SATA harddisk spins up and down - disable HDD rest / sleep

Introduction
Yesterday (11. November 2018) I installed openSUSE Leap 15.0 with the KDE desktop. It is the 2nd time I had installed and are used a SUSE system, first time was since the paid-for SUSE Linux 7.2.

So far, so good, and it works great, apart from the fact that I am a total rookie / newbie user of the KDE desktop.

The Problem
My problem is that the (mechanical) hard disk is spinning up and down continuously - with a only a few second apart.

That courses a response delay (lag) of about 3 seconds when I do just about anything, for example switching between Firefox windows.

It would be okay with a spin down after 15 minutes, because if I had done nothing within 15 minutes I am doing something else for hours.
I am used to that there is no spin down at all (default configuration on Xubuntu) so that is what I would prefer. The extra energy usage is not a problem.

… and BTW :

hdaparm -S0

… doesn’t work (0 is the number zero). I do know that the -s (lower case ‘s’) option is dangerous (according to its man page), so that option had not been used

Is hdparm only usable on IDE hard disk?

Hardware
The CPU cooler sounds like it could break down at any moment if it (the CPU cooler) is spinning horizontally, so right now it is spinning vertically.

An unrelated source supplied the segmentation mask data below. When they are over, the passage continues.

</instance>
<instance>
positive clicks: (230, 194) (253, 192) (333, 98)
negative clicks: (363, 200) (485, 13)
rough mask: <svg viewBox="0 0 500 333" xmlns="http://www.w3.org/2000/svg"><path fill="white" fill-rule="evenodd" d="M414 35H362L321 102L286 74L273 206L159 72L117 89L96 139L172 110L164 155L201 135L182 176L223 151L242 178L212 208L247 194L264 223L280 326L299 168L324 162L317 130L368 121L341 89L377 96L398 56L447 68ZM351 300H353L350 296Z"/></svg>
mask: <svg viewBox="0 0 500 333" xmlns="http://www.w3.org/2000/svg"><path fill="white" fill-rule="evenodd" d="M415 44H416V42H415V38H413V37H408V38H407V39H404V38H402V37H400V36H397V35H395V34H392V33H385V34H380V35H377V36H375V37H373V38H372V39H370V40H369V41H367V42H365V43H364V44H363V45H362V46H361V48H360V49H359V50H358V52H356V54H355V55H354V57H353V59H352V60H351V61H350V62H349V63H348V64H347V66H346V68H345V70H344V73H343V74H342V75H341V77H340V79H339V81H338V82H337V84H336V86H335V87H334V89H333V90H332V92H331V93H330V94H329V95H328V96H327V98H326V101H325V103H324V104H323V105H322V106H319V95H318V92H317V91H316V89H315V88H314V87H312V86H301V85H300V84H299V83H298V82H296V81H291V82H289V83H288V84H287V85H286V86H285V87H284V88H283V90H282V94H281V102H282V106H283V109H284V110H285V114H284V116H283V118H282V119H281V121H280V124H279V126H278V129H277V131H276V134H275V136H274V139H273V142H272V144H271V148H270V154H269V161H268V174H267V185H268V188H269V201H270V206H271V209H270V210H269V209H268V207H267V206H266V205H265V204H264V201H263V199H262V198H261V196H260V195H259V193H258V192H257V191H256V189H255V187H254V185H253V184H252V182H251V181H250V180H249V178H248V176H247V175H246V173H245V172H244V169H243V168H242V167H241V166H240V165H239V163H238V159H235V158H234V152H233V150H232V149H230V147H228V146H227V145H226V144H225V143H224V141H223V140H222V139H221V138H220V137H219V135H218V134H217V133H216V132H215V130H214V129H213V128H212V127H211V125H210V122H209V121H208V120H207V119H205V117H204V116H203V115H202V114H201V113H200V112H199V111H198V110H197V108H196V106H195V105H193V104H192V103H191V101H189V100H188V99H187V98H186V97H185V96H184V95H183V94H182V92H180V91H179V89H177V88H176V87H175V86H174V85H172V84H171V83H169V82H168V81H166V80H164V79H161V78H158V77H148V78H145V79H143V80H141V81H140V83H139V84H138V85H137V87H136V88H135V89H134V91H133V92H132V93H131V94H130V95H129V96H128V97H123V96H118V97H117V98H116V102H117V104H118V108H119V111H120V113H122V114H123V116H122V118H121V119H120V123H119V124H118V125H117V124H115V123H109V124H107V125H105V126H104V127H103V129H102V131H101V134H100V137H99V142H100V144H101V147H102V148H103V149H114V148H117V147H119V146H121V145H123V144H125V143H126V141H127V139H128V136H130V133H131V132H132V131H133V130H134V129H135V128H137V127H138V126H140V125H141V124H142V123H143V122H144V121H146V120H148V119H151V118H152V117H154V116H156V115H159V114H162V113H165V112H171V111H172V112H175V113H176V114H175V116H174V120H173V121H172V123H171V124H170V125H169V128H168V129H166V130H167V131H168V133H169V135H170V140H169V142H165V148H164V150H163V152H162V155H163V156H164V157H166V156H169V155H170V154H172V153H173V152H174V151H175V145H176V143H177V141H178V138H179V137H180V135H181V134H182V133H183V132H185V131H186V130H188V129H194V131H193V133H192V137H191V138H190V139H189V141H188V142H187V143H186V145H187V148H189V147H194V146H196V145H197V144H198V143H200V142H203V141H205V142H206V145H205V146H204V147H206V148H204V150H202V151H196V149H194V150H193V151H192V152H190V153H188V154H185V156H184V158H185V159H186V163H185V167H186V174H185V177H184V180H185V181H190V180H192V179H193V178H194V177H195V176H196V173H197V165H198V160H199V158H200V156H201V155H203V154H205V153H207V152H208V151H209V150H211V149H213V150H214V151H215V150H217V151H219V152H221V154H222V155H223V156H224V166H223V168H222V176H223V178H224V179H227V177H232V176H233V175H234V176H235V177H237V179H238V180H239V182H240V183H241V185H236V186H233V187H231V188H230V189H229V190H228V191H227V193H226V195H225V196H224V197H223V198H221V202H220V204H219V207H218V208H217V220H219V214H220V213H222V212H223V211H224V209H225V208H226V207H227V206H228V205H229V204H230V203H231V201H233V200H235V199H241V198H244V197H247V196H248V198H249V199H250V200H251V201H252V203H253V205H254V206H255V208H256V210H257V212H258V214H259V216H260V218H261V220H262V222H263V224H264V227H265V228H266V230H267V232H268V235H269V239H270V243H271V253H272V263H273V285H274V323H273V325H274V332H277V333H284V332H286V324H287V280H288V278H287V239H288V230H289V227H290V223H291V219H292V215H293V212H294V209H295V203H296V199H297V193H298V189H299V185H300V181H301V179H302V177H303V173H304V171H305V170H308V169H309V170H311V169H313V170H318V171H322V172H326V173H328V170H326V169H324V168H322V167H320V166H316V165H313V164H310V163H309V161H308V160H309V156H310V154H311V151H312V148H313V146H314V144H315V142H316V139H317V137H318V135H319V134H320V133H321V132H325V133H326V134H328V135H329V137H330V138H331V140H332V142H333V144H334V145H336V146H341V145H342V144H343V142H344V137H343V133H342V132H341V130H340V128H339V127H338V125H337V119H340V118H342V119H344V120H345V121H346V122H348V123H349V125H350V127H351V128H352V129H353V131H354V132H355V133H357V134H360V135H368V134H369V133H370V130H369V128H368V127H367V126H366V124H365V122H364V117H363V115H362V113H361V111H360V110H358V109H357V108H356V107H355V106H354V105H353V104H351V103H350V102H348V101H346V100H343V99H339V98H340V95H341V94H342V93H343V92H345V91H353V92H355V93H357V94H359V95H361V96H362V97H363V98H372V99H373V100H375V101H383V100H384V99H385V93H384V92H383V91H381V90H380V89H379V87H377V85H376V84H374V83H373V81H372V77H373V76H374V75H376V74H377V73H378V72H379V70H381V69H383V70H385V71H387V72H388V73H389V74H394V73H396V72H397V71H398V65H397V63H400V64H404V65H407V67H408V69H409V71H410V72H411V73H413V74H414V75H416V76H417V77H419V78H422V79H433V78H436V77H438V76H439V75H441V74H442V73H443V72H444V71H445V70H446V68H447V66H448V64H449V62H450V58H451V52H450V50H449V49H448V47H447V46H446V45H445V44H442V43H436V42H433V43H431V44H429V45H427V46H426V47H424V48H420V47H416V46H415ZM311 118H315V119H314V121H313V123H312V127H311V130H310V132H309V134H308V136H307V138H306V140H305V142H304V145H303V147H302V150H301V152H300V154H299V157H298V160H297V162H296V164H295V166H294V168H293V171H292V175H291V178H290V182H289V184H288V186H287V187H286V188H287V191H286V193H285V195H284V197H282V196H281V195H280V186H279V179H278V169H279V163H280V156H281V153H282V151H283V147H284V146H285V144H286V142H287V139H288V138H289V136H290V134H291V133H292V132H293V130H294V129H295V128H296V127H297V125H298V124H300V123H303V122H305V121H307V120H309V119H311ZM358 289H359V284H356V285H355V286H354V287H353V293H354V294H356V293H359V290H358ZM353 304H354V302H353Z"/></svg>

That means that the HDD is spinning in a vertical position
The fact that the HDD is spinning vertically and spins down and up continuously can’t be healthy in the long run.

My computer has 16 GB physical RAM, of which the kernel has no idea of how it could use (right now) about 12 GB physical RAM, buffer/cache is using about 2 GB. CPU is a AMD FX8350 8-cores@4 GHz. Swap is always unused (expect when a program has a serious memory leak).

About me
When you are writing a response to me, this is useful information

I had began using Linux from November 1998 (RedHat Linux with GNOME 1) until Febuary 2006 due to i began studying. I began using a Linux distro (Xubuntu) from Juli 2009 to yesterday.

I am used to use the (bash) shell, and I do some programming - incl (Linux) kernel modules - now and then.

Sorry for my bad English. English is not my native language, so it is at times a bit difficult.

/Lars

You did fine.

I have never had a problem with disks spinning up/down. Have you checked whether there is a BIOS setting for this?

The physical orientation of PC hardware is not an issue.

What is an issue is, «dust».

  • Power off the box, remove the power cable, and open the case.
  • Use a vacuum cleaner to suck away any dust which has accumulated in the case and especially within the cooling fans, and also within the fins of the heat-sinks.
  • Reassemble the case, return it to it’s normal position, plug the power cable back in and, reboot.

@lath:

Are any of the following packages installed?

  • laptop-mode-tools
  • patterns-desktop-laptop
  • patterns-openSUSE-laptop
  • Anything «patterns-???-???_laptop
    »

If they are, deinstall them and everything else which resembles Laptop tools which the patterns have pulled into the system.